The film, starring Myers, Jessica Alba, Ben Kingsley and Justin Timberlake – who plays a Speedo-clad Quebecois hockey player – is “a satire created in the same spirit as ‘Austin Powers,”‘ says Paramount’s Jessica Rovins.

But Zed, the Nevada-based head of the Universal Society of Hinduism, has seen the trailer and isn’t impressed.

“The movie appeared to be lampooning Hinduism and Hindus and using Hindu terms frivolously,” he told the Times of India.

Richard Crouse, the film critic for CTV’s “Canada AM,” says it’s tough to successfully make movies based on racial stereotypes anymore, with the possible exception of the recent “Borat” film.

Some of the biggest comedies of the past have featured scenes, language and jokes that would likely make audiences squirm today – from Mel Brooks’s “Blazing Saddles” to Peter Sellers’s “The Party” and even the 1980s teen flick “Sixteen Candles,” in which a gong mysteriously sounded every time the film’s Chinese exchange student walked into a scene.

“‘Borat’ did it, but look at Borat’s choice of locale – Kazakhstan,” Crouse said Thursday. “It doesn’t have a real international voice and it’s a country that no one had really ever heard of before the movie came out.”

“Borat,” in fact, was skewering the ignorance of some Americans far more than it was ridiculing people from Kazakhstan, and that’s why the film was such a critical success, said Charles Keil, director of the Cinema Studies Institute at the University of Toronto.

But the buzz about the “The Love Guru,” he notes, isn’t positive.

“You can negotiate any of these potential landmines if you handle the publicity and the marketing properly, and if the film gets a warm critical reception,” Keil said.

“If, on the other hand, the film gets bad reviews and you don’t have the critics in your corner, than you’re left defending it on your own. Nobody wants to see a dumb movie that also offends people, whereas you can defend a smart movie that offends people.”

Like Myers, Sacha Baron Cohen has long cited Sellers as an influence, but the late British comic’s memorable portrayal of a boneheaded Indian in “The Party” would not fly today without engendering the same kind of outrage confronting “The Love Guru,” Crouse says.
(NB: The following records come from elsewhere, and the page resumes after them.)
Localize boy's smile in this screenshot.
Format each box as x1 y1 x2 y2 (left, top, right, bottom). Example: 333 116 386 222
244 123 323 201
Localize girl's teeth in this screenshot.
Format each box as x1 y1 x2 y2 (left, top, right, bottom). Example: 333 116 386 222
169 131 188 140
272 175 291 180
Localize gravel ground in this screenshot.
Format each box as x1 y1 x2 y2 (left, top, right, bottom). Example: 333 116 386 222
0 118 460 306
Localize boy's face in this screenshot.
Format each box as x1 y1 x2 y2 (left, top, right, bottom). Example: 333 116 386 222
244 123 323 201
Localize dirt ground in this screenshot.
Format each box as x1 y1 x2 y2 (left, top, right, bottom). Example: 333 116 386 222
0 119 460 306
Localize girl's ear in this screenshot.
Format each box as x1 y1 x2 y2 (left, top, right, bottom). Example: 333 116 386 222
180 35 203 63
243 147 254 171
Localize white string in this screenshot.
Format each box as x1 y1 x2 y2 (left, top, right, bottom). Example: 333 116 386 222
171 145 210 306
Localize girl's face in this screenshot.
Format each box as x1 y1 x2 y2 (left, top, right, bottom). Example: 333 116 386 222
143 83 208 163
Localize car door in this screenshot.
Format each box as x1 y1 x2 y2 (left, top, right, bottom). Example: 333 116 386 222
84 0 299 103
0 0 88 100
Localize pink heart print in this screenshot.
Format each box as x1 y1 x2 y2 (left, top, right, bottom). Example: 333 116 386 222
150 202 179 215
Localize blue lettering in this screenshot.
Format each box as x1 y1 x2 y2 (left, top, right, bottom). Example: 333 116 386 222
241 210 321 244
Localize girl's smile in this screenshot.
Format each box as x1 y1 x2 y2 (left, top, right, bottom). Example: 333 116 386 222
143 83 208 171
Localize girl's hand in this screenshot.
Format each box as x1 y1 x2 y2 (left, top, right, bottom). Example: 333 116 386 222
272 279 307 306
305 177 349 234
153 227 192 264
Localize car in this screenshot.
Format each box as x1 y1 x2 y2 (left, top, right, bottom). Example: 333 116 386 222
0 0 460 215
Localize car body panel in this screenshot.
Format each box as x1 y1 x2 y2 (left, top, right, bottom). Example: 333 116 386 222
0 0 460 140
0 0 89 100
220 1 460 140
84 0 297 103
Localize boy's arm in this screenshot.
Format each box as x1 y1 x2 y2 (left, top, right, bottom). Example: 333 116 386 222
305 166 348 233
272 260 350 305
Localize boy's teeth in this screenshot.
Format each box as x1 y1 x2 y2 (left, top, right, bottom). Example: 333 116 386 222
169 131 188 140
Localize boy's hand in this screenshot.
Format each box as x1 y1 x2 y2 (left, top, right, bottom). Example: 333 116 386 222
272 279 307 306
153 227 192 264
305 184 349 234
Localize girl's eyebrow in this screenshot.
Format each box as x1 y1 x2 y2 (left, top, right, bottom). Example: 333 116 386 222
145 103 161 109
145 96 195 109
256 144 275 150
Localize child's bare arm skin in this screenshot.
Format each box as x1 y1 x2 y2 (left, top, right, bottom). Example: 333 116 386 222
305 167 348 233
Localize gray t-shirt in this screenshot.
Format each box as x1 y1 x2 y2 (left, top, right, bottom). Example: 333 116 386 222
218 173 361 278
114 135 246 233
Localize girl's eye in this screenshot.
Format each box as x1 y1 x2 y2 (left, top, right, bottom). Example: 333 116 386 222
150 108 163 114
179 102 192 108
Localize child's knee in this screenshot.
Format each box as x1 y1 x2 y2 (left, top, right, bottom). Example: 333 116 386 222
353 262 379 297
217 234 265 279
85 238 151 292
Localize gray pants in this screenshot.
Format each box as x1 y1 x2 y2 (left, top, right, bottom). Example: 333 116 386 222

“Look at ‘The Party’ – it’s a classic, but you simply could not make it today in the way that it was presented then. You just couldn’t.”

But Crouse says he finds it hard to imagine that the brains at Paramount did not anticipate the controversy that has reared up over “The Love Guru.”

“I haven’t seen the film yet, but there must be some cultural sensitivity – there has to be,” Crouse says. “I just can’t believe that a major release from a major movie star is going to drop the ball completely. There must have been some work done behind the scenes beforehand to make sure this movie is not going to get swept away in a sea of controversy.”